My first few days have been uneventful and I’m not sure if I’m disappointed or relieved. After Mae told me about the whole ‘our customers are time travellers’ situation I expected more of an interesting experience. I thought I’d get the chance to speak with some intriguing people about when they’re from – not that I believe it any more than I did when I took the job. All of the customers wear modern clothes too which surprises me as I had envisioned a little caveman in a leopard print tunic coming up to the counter and grunting ‘Pum…kin… la…tey’.

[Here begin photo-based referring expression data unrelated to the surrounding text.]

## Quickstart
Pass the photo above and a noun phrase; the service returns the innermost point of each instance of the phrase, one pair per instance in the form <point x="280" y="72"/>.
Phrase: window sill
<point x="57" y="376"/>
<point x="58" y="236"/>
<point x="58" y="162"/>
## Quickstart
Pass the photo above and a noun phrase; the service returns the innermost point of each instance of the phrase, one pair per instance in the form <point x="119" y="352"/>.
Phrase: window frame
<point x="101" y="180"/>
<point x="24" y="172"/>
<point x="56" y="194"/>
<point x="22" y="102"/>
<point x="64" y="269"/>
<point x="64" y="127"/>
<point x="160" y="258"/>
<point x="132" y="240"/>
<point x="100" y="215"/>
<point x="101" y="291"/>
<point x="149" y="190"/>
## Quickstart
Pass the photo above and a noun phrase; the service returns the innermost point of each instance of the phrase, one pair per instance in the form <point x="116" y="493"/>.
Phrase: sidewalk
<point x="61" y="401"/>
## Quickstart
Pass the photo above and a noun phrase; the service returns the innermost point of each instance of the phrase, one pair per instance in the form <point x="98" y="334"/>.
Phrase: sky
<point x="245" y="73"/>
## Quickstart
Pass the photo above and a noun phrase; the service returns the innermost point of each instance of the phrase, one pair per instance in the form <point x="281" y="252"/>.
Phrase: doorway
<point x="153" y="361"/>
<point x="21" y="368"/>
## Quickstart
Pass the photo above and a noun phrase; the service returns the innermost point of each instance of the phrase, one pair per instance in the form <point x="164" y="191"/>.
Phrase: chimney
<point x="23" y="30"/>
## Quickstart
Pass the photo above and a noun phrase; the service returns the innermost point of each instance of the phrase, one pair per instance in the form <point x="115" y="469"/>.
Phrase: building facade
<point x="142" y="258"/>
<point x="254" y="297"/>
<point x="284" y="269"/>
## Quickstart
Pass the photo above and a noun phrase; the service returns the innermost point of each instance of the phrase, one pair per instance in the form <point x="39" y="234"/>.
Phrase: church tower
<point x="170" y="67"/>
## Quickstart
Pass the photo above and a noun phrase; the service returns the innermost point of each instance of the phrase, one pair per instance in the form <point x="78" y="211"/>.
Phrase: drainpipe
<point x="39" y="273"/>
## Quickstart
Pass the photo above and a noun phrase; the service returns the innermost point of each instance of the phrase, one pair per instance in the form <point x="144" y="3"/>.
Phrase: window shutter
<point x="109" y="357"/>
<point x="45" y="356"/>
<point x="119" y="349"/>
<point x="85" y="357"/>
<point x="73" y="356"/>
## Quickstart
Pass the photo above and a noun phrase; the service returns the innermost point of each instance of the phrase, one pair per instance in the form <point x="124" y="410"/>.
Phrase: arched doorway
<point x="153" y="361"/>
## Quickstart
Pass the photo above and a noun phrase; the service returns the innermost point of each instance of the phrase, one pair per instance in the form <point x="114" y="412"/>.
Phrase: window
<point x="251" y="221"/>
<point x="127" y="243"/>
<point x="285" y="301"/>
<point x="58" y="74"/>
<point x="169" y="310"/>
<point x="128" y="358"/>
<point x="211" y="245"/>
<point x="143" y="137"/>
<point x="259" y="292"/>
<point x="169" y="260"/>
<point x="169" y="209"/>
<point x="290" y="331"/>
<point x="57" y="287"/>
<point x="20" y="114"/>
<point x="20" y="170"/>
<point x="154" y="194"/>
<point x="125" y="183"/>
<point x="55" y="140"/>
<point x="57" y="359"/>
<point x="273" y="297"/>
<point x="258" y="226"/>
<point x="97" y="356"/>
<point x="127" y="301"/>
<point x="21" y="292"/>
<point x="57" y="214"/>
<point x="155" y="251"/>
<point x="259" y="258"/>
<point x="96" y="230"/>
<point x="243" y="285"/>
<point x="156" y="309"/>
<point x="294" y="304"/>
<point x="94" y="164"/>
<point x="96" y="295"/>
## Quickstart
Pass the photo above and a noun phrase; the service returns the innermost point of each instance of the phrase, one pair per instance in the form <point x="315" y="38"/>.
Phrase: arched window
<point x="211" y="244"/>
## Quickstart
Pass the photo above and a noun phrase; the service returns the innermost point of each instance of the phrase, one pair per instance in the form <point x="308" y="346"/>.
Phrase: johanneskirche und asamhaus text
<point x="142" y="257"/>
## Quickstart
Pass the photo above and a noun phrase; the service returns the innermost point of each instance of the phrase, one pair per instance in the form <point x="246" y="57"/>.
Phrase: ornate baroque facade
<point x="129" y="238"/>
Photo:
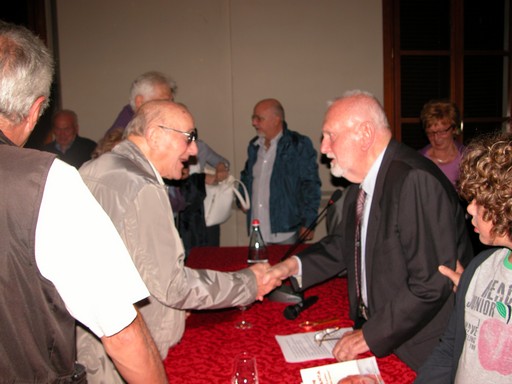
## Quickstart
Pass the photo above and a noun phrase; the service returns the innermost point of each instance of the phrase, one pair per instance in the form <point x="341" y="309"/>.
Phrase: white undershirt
<point x="79" y="250"/>
<point x="368" y="186"/>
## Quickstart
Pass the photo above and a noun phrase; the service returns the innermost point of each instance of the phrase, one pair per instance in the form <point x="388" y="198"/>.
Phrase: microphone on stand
<point x="285" y="293"/>
<point x="291" y="312"/>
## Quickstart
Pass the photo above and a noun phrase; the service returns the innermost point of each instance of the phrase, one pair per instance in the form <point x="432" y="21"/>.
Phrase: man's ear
<point x="34" y="112"/>
<point x="366" y="135"/>
<point x="139" y="100"/>
<point x="152" y="136"/>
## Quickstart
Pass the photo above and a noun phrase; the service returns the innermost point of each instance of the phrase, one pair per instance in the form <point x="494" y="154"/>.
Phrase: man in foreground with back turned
<point x="411" y="222"/>
<point x="128" y="183"/>
<point x="54" y="236"/>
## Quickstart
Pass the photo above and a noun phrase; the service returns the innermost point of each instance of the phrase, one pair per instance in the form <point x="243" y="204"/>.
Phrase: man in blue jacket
<point x="281" y="175"/>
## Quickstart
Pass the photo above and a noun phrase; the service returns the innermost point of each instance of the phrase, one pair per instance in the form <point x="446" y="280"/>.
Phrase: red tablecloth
<point x="211" y="341"/>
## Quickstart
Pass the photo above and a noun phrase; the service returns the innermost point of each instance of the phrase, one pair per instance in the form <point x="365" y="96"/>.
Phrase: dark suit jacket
<point x="415" y="224"/>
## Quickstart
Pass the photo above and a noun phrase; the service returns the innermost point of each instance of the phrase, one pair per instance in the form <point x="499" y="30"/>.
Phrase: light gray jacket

Still, Mae insists every single one of them can time travel. Something that would be easy to confirm if not for the 3 rules I learnt on my first shift:
1. ASKING A CUSTOMER WHEN THEY’RE FROM IS FORBIDDEN.
2. ASKING A CUSTOMER WHAT HAPPENS IN THE FUTURE IS FORBIDDEN.
3. ASKING A CUSTOMER HOW THEY TIME TRAVEL IS FORBIDDEN.
These three convenient rules keep me sceptical. Regardless, Mae seems to be happy with my work. I show up on time, I’m kind to the patrons and I make a very good cappuccino.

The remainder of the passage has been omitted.